Delegar é o ato de confiar uma tarefa e/ou uma responsabilidade a alguém, normalmente com menos senioridade do que a pessoa que está executando o ato de delegar. A liderança é um ato contínuo de delegação de tarefas e de responsabilidades. Parece um ato bastante simples mas tem vários aspectos importantes a serem considerados para aumentar as chances de sucesso.

Jurgen Appelo, autor do já mencionado livro Management 3.0: Leading Agile Developers, Developing Agile Leaders, comenta que delegar não é uma decisão binária em que você delega ou não delega. Existem outros níveis de delegação entre esses dois extremos e cada um desses outros níveis deve ser usado dependendo do contexto, ou seja, do problema a ser resolvido e de quem vai trabalhar nele. Segundo ele, são sete níveis:

  • Dizer: você toma decisões e as anuncia ao seu time. Na verdade, isso não é delegação. (=
  • Vender: você toma decisões, mas tenta “vender” sua ideia para sua equipe.
  • Consultar: você convida seu time para comentar e pondera suas contribuições.
  • Concordar: você convida seu time a participar de uma discussão e a chegar a um consenso como um grupo. Sua voz é igual às outras.
  • Aconselhar: você tenta influenciar o seu time dando-lhes conselhos, mas deixa que eles decidam o que fazer com sua opinião.
  • Perguntar: você deixa o time decidir. E depois você pergunta sobre suas motivações, ou pede que eles o mantenham ativamente informado.
  • Delegar: você deixa inteiramente para o time lidar com o assunto, e você nem mesmo precisa saber quais decisões eles tomam.

Confesso que no meu dia a dia não penso sobre que tipo de delegação estou fazendo em cada situação, é algo mais intuitivo do que pensado, mas é bom conhecer e relembrar essas diferentes formas de delegação. Tenho a impressão que entre “dizer” e “delegar” há mais do que 5 opções. Navegamos entre essas opções de forma fluida de acordo com a senioridade do time, a experiência específica do time com o assunto em questão e o quanto o tema em questão implica em riscos.

O conceito de delegação anda de mãos dadas com o conceito de microgestão:

Microgestão

Microgestão é o estilo de gestão em que o gerente observa ou controla de perto o trabalho de seus subordinados ou funcionários. A microgestão geralmente possui uma conotação negativa.

Fonte: https://pt.wikipedia.org/wiki/Microger%C3%AAncia

A microgestão mostra a incapacidade de delegação do líder.
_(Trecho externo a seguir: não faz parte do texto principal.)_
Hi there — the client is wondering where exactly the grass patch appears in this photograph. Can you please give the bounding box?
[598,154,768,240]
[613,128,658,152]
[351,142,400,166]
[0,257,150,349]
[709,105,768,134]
Normalmente há duas razões para um líder microgerenciar seu time:

  • Insegurança: o líder é inseguro, preocupado em fazer tudo certo, por isso ele quer acompanhar cada detalhe de tudo o que está sendo feito. Em alguns (muitos) casos, esse líder fará o trabalho de uma pessoa de seu time para garantir que esteja sendo feito “do jeito certo”. Esse tipo de líder costuma criar muitas regras e procedimentos para garantir que as coisas estejam sendo feitas do jeito que ele entende como certo.
  • Personalidade: é da personalidade do líder ter prazer em ver as pessoas sofrendo sob pressão. Esse líder tende a ser abusivo no dia a dia com a equipe. Ele não fará o trabalho de ninguém, mas acompanhará de perto todos os detalhes para vê-los desconfortáveis sob esse constante escrutínio.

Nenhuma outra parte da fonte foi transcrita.